Wednesday, December 17, 2008

Steve Souders - The State of Performance 2008 (and a look ahead to 2009)

Mr. Web Site Performance, Steve Souders, put together a really nice "review of what happened in 2008 with regard to web performance, and [his] predictions and hopes for what we’ll see in 2009." Check it out at Steve Souders' blog. He references a lot of tools and services you may have missed over the course of the year, and gives some good advice for web developers (and online businesses).

Tuesday, December 16, 2008

Google App Engine System Status - A Review

Building off of the rules for a successful public health dashboard, let's see what Google did well, what they can improve, and what questions remain:

Rule #1: Must show the current status for each "service" you offer

Considering this is meant to cover only the App Engine service, and not any other Google service, I would say they accomplished their goal. Every API they offer appears to be covered, in addition to the "Serving" metric which appears to test the overall service externally.
I appreciate the alphabetic sorting of services, but I would suggest making the "Serving" status a bit more prominent as that would seem to be by far the most important metric.
Conclusion: Met!

Rule #2: Data must be accurate and timely

Hard to say until an event occurs or we hear feedback about this from users.
The announcement does claim the data is an "up-to-the-minute overview of our system status with real-time, unedited data." If this is true, this is excellent news.
The fact that an "Investigating" status is an option tells me that the status may not always be real-time or unedited. Or I may just be a bit too paranoid :)
In addition the fact that "No issues" and "Minor performance issues" are both considered healthy tells us that issues Google considers "minor" will be ignored or non-transparent. That's bad news. Though it does fit with their SLA questions that came up recently.
Conclusion: Time will tell (but promising)

Rule #3: Must be easy to find

If I were experiencing a problem with App Engine, I would first go to the homepage here. Unfortunately I don't see any link to the system status page. A user would either have to stumble upon the blog post announcing this page, or work through the forum...defeating the purpose of the system status page!
The URL to the system status (http://code.google.com/status/appengine/) page is not easy to remember. Since Google doesn't seem to own appengine.com, this is may not be easy to fix, but that doesn't matter to a user that's in the middle of an emergency and needs to figure out what's going on. The good news is that at the time of this writing, a Google search for "google app engine status" has the status page as the third result, and I would think that it will raise to #1 very soon.
Conclusion: Not met (but easy to fix by adding a link from the App Engine homepage).

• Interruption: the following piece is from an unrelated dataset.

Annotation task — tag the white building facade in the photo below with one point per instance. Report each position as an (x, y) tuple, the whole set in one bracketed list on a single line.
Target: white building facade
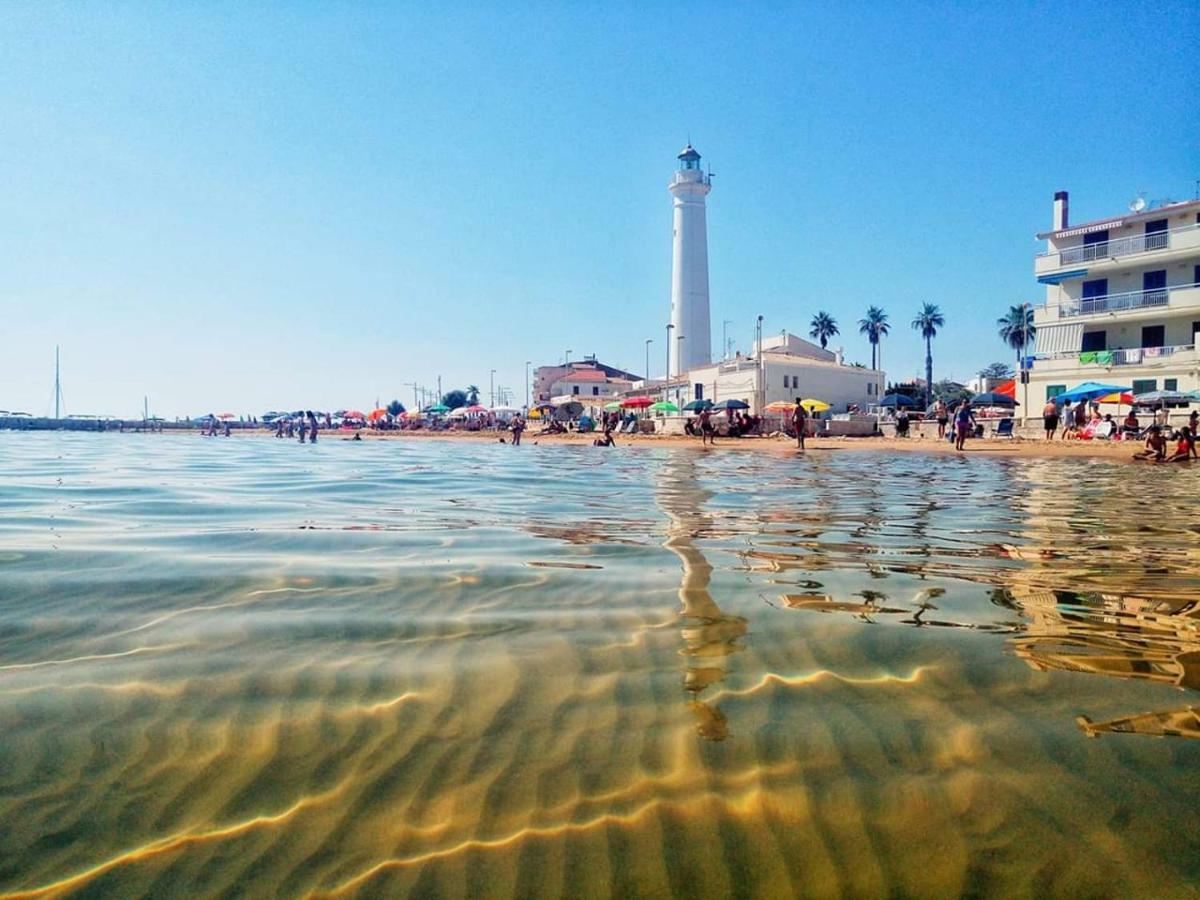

Rule #4: Must provide details for events in real time

Again, hard to say until we see an issue occur.
What I'm most interested in is how much detail they provide when an event does occur, and whether they send users over to the forums or to the blog, or simply provide the information on the status page.
Conclusion: Time will tell.

Rule #5: Provide historical uptime and performance data

Great job with this. I dare say they've jumped head of every other cloud service in the amount and detail on performance data they provide.
Still unclear how much historical data will be maintained, but even 7 days is enough to satisfy me.
Conclusion: Met!

Rule #6: Provide a way to be notified of status changes

Nada here, beyond pointing people to the Downtime Notify Google Group.
Conclusion: Not met.

Rule #7: Provide details on how the data is gathered

Beyond the mention that they are "using some of the same raw monitoring data that our engineering team uses internally", no real information on how this data is collected, how often it is updated, or where the monitoring happens from.
Conclusion: Not met.

Overall, in spite of more rules being missed than met, the more difficult requirements are looking great, and the pieces are in place to create a very complete and extremely useful central place for their customers to come in time of need. I'm excited to see where Google takes this dashboard from here, and how other cloud services respond to this ever growing need.